To solve a problem, it helps to understand the problem, the causes of the problem, and who is most affected. So we’ve put together a guide to the most common types of ad fraud you might encounter in your campaigns.
Not only will you find the most up-to-date explanations of the kinds of fraud you’ve heard about (bots, domain spoofing, etc), but also breakdowns of the kinds of fraud that maybe you haven’t. Ever heard of a “man-in-the-browser” attack?
Now’s your chance to discover how it works.
The Ad Fraud Nightmare
If you aren’t convinced ad fraud is a problem worth solving, we’ve got you covered.

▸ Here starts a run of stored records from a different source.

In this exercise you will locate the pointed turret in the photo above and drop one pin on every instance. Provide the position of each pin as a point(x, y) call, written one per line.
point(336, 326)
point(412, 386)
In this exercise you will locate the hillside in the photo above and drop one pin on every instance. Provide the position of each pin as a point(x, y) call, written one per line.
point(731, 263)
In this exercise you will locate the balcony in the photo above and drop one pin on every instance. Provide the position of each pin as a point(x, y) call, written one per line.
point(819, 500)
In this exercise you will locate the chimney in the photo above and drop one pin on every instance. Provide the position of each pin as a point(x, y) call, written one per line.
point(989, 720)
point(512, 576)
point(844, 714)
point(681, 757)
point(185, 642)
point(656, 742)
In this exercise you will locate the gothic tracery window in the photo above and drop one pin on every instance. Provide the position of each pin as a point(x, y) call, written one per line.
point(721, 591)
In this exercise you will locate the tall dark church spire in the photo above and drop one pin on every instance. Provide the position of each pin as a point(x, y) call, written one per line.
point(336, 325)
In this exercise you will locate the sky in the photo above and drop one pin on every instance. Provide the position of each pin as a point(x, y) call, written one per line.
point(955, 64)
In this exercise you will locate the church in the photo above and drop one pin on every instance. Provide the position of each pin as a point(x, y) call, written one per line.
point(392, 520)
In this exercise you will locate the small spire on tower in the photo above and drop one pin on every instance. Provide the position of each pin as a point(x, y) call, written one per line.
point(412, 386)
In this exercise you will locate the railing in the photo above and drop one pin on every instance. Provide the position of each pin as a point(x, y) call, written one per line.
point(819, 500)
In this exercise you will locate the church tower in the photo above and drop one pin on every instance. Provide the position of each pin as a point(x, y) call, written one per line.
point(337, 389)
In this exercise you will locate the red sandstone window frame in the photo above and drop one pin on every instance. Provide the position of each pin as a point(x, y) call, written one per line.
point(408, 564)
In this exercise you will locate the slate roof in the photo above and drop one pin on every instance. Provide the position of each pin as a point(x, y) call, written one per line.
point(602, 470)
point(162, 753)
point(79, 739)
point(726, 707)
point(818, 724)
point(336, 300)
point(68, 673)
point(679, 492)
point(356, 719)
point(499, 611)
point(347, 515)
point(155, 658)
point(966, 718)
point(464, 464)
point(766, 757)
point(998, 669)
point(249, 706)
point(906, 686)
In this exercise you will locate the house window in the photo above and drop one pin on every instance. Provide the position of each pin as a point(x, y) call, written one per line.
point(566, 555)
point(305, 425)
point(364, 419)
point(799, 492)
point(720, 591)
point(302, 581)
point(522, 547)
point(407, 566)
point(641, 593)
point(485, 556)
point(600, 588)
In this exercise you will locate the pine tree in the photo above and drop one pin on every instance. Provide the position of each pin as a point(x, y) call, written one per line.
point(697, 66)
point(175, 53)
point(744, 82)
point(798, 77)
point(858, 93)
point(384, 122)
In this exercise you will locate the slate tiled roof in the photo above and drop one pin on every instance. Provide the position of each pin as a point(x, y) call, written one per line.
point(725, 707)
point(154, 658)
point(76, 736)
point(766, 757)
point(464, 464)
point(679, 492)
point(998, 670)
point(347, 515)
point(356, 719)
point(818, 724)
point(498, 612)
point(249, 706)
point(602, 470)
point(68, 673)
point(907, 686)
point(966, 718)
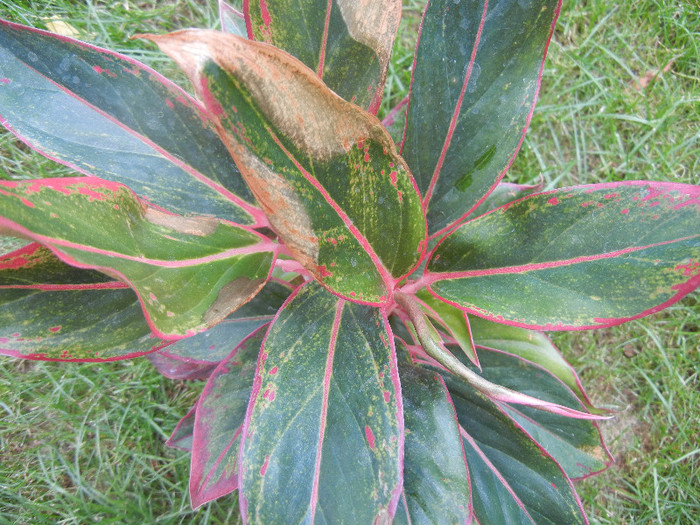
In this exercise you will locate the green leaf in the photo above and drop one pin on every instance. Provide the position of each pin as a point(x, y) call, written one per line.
point(326, 173)
point(346, 42)
point(475, 80)
point(582, 257)
point(195, 357)
point(452, 320)
point(55, 312)
point(107, 115)
point(512, 479)
point(189, 273)
point(533, 346)
point(576, 444)
point(218, 342)
point(325, 418)
point(218, 421)
point(436, 482)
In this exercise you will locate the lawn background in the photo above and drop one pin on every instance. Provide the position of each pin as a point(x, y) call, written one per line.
point(620, 100)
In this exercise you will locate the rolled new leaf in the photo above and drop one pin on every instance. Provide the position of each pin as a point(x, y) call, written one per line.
point(433, 346)
point(346, 42)
point(51, 311)
point(326, 173)
point(475, 80)
point(107, 115)
point(575, 444)
point(581, 257)
point(189, 273)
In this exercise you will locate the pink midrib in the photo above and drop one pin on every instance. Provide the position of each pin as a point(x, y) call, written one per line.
point(430, 278)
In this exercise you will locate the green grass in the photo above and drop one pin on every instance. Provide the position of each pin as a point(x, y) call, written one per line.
point(84, 443)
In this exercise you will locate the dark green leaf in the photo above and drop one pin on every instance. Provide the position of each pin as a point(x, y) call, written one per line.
point(576, 444)
point(513, 480)
point(475, 80)
point(324, 432)
point(107, 115)
point(436, 482)
point(530, 345)
point(589, 256)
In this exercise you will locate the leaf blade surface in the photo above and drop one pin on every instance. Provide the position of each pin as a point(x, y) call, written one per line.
point(582, 257)
point(325, 416)
point(106, 115)
point(326, 173)
point(189, 273)
point(475, 81)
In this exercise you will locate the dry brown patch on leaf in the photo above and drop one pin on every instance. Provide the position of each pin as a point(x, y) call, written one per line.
point(640, 83)
point(231, 297)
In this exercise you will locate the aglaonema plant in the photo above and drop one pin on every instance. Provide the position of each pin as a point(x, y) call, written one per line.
point(364, 299)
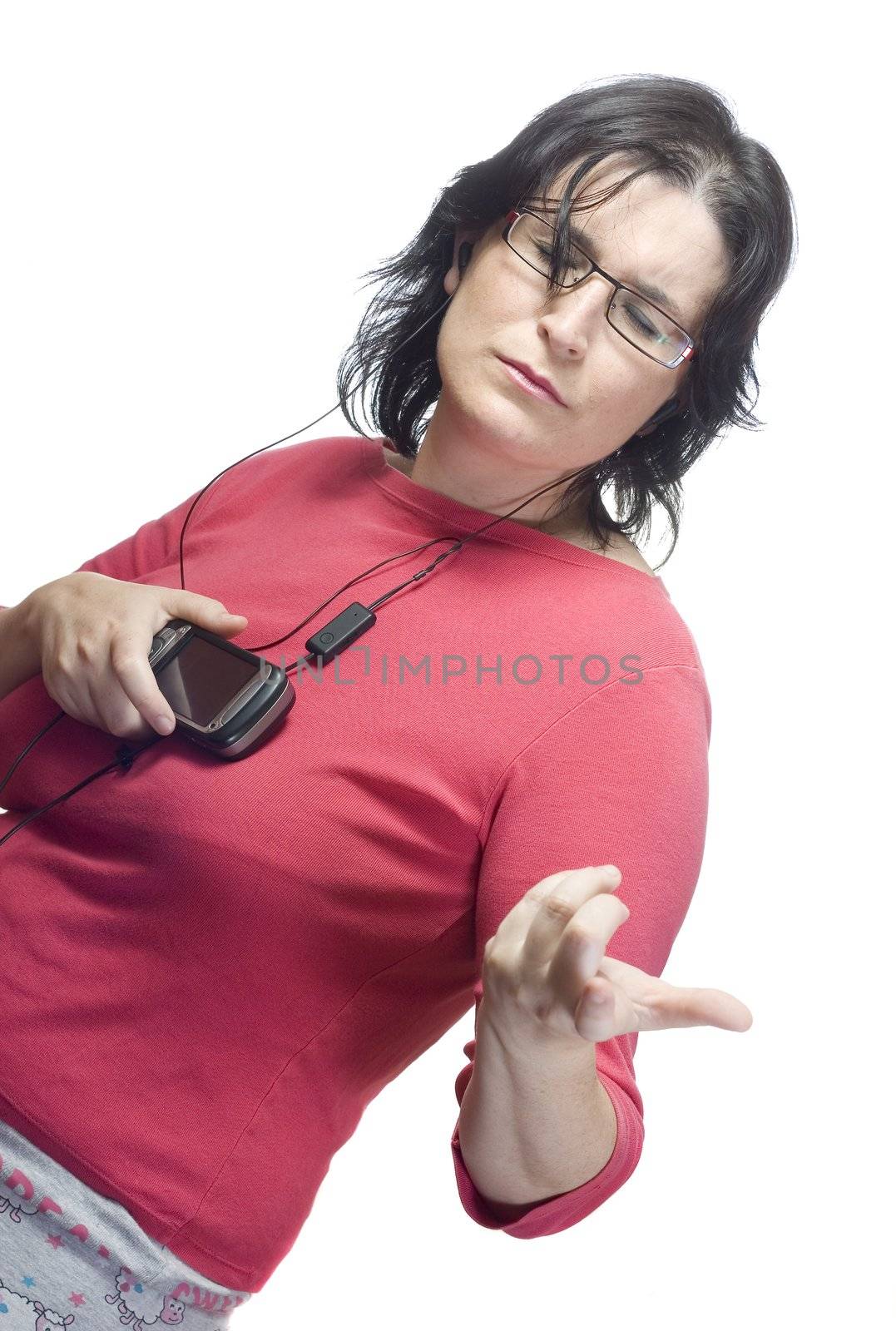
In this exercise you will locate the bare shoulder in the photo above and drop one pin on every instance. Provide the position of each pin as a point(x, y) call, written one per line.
point(621, 547)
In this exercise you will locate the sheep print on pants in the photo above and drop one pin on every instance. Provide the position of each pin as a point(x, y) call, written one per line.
point(73, 1258)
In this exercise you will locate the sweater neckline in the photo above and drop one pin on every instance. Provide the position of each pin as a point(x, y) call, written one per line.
point(457, 514)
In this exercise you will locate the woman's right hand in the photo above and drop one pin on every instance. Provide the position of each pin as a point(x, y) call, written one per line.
point(93, 636)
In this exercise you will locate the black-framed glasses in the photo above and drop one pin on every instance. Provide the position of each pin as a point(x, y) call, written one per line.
point(630, 314)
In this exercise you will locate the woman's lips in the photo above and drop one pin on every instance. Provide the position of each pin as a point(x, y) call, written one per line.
point(529, 385)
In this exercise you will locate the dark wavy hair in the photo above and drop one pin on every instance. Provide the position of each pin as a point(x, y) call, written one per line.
point(676, 130)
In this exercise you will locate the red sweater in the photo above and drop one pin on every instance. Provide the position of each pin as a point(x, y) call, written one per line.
point(212, 968)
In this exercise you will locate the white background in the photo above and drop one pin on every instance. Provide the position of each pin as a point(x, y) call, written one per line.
point(191, 196)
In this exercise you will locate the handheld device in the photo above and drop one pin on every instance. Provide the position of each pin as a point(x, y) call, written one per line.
point(224, 698)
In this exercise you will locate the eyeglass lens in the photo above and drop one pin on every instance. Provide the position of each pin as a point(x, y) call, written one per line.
point(636, 319)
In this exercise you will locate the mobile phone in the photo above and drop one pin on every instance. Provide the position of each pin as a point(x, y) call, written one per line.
point(224, 698)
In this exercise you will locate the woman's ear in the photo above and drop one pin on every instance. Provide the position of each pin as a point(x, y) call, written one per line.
point(463, 244)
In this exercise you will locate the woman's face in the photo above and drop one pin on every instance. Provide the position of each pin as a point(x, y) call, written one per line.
point(610, 388)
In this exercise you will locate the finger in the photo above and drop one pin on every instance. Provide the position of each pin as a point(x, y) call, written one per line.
point(112, 711)
point(131, 672)
point(670, 1007)
point(582, 947)
point(552, 905)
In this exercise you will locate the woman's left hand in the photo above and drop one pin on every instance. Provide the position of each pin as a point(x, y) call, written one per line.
point(546, 976)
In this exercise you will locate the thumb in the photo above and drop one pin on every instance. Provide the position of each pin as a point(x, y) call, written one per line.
point(206, 614)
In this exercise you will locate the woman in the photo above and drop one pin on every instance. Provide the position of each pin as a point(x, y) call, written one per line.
point(219, 965)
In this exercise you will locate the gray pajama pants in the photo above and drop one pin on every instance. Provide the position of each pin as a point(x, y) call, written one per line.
point(92, 1268)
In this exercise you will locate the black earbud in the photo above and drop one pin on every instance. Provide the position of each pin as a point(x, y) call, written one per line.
point(661, 414)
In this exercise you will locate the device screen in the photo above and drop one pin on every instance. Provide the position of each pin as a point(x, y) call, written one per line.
point(203, 679)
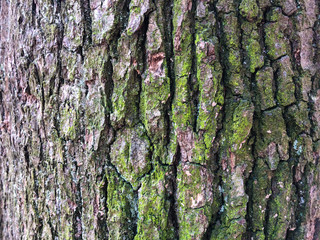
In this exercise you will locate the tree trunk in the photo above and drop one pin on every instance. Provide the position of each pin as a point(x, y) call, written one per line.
point(163, 119)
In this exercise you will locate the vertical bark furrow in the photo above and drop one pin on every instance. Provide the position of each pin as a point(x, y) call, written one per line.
point(169, 119)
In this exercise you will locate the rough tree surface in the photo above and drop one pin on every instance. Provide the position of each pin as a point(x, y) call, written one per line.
point(160, 119)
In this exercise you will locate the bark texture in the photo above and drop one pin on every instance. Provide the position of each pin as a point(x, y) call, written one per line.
point(160, 119)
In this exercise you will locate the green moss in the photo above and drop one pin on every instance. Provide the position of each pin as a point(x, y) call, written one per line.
point(254, 54)
point(239, 119)
point(197, 200)
point(121, 208)
point(249, 9)
point(275, 41)
point(264, 88)
point(130, 154)
point(285, 84)
point(153, 207)
point(281, 203)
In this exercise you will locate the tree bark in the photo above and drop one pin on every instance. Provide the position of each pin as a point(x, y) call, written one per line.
point(167, 119)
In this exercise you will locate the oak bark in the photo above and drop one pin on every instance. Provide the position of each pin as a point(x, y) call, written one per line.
point(167, 119)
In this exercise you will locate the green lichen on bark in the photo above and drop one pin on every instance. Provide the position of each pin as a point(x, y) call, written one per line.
point(169, 119)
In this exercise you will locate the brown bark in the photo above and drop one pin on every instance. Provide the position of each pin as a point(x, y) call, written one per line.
point(168, 119)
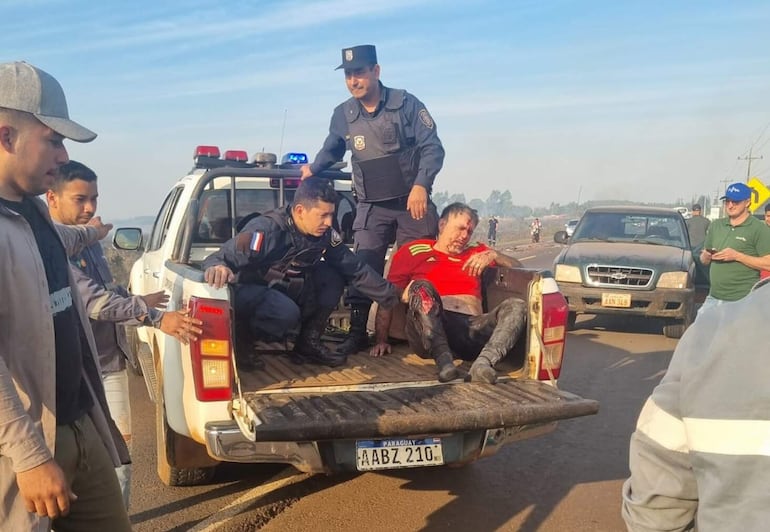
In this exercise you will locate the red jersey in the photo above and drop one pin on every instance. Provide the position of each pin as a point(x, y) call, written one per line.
point(417, 260)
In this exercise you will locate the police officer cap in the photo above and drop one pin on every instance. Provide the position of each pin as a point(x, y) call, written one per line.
point(360, 56)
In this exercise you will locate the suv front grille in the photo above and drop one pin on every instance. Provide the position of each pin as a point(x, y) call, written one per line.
point(619, 276)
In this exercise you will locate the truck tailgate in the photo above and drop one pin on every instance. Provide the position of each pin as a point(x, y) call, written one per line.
point(297, 415)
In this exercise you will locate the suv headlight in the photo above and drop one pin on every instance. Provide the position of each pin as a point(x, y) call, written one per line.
point(567, 274)
point(673, 280)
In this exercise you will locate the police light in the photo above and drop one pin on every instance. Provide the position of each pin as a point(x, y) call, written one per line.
point(207, 151)
point(275, 182)
point(294, 158)
point(239, 156)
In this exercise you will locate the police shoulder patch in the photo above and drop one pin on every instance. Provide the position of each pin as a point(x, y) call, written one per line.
point(425, 118)
point(335, 238)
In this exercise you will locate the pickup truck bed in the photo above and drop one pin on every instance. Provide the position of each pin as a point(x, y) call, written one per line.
point(394, 395)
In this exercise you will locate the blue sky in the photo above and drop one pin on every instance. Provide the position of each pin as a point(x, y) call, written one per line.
point(552, 100)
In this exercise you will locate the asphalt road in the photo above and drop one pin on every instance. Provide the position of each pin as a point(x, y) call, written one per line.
point(568, 480)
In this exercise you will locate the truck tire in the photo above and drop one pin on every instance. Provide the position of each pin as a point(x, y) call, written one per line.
point(132, 359)
point(174, 449)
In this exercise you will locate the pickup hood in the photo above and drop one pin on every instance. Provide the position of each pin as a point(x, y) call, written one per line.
point(660, 258)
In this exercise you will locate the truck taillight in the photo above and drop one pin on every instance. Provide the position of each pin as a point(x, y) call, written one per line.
point(554, 330)
point(211, 360)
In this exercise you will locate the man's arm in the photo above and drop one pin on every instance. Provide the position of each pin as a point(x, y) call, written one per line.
point(426, 140)
point(334, 146)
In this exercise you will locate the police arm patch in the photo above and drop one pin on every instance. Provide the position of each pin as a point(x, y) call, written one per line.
point(335, 238)
point(426, 119)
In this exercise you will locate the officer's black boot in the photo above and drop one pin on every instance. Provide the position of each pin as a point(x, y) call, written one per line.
point(245, 357)
point(309, 348)
point(446, 368)
point(358, 337)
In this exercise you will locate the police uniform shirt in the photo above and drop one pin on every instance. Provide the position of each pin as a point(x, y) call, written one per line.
point(267, 239)
point(418, 131)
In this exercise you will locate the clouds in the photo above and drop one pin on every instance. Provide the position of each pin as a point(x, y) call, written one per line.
point(647, 99)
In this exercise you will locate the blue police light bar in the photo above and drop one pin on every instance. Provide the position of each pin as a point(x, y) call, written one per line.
point(207, 151)
point(294, 158)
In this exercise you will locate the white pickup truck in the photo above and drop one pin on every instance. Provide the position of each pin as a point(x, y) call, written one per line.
point(372, 413)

Here are just a few ways in which fraud makes digital advertising a living nightmare:
The money loss is huge. Juniper Research estimated that ad fraud cost marketers $19 billion in 2018. If you do the math, that’s equivalent to $51 million per day.
The cost is more than monetary. Because the source of fraud is often unknown, advertisers’ ability to effectively optimize their campaigns is handicapped. Instead of knowing what works and what doesn’t, trial and error must be used, which can lead to a lot of guesswork.
Ad fraud sullies the reputation of publishers who rely on advertising to monetize their content. If a publisher is perceived (rightly or not) to be home to large amounts of bots, it can hamper its ability to fund its own content. That means more paywalls, and more publishers that go out of business.
Fraud erodes trust. The lack of visibility into where fraud comes from can result in a lot of pointed fingers which makes the business of advertising all the more difficult.
It’s a never-ending arms race. The digital advertising industry has developed a number of key solutions in the fight against fraud, including pre-bid filters, viewability solutions, and predictive analytics. But as the solutions we develop mature, so does fraud, meaning more time and money keeping up with a problem and less time actually eliminating it.